La liquidazione di una società di capitali in concordato

Quesito:

Sono Liquidatore Giudiziale di una SpA in Concordato preventivo dal 2007. A causa di una serie di azioni legali il concordato non è stato ancora chiuso e non si sa quando si potrà chiudere. Ovviamente deve continuare ad avere il Collegio sindacale. I soci della società sono due gruppi familiari al 50%, che ormai sono diventati nemici e si sono disinteressati della società. L’Amministratore ha dato le dimissioni ed è stato necessario chiedere al Tribunale la nomina di un altro Amministratore.

I soci non partecipano alle assemblee, i bilanci quindi non vengono approvati. Il Collegio sindacale continua a proporre con forza la possibilità di trasformazione in SRL (probabilmente sulla base del decreto del Tribunale del 17.10.2007); in tal modo si eviterebbero costi e ulteriori fastidi per il Collegio, che oltretutto risiede in una città abbastanza distante.

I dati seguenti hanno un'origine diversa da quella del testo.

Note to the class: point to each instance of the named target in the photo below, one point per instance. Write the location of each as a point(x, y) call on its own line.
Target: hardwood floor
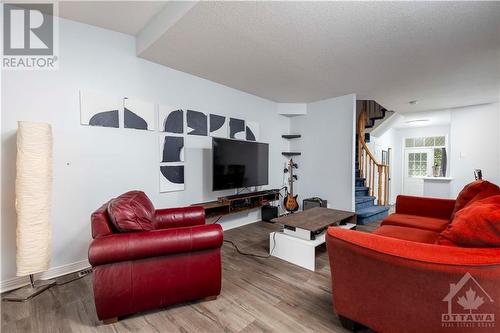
point(258, 295)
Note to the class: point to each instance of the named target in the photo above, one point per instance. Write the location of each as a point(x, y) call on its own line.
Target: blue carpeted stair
point(366, 210)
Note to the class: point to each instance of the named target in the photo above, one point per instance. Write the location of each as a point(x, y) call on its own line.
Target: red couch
point(405, 277)
point(171, 256)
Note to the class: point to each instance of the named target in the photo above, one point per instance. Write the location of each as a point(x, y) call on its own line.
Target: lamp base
point(25, 293)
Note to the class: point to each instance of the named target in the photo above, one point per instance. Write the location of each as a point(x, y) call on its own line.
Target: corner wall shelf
point(291, 153)
point(291, 136)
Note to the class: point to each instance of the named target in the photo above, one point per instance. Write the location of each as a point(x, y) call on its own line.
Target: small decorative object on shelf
point(436, 170)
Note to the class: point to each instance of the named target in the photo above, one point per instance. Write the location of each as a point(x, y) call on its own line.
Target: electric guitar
point(290, 202)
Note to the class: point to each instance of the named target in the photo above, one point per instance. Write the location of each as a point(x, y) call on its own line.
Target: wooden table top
point(314, 219)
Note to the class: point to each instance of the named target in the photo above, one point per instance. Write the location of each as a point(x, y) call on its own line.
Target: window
point(430, 141)
point(426, 156)
point(417, 164)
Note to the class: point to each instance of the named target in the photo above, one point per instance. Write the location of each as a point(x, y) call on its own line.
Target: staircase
point(371, 175)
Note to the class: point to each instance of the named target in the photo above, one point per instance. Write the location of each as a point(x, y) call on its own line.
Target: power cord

Il Collegio insiste anche per presentare un’istanza al Presidente del Tribunale affinché provveda ad imporre la trasformazione.

Io rimango molto sorpreso da tale insistenza perché ritengo che non vi sia nulla da fare in quanto l’assemblea dei soci non si riunisce e non provvede.

Ritengo anche che il Presidente del Tribunale non abbia potere alcuno.

Cosa ne pensa? La ringrazio anticipatamente.

 

Risposta:

Non c’è dubbio che anche durante la liquidazione i bilanci vadano predisposti, approvati e depositati.

La legge è molto chiara in proposito.

D’altra parte il bilancio non approvato non può essere nemmeno depositato. E qui scatta o dovrebbe scattare, il provvedimento di cancellazione d’ufficio ex art. 2490 c. 6, se questo accade per quattro anni consecutivi (la norma parla di “oltre tre anni”).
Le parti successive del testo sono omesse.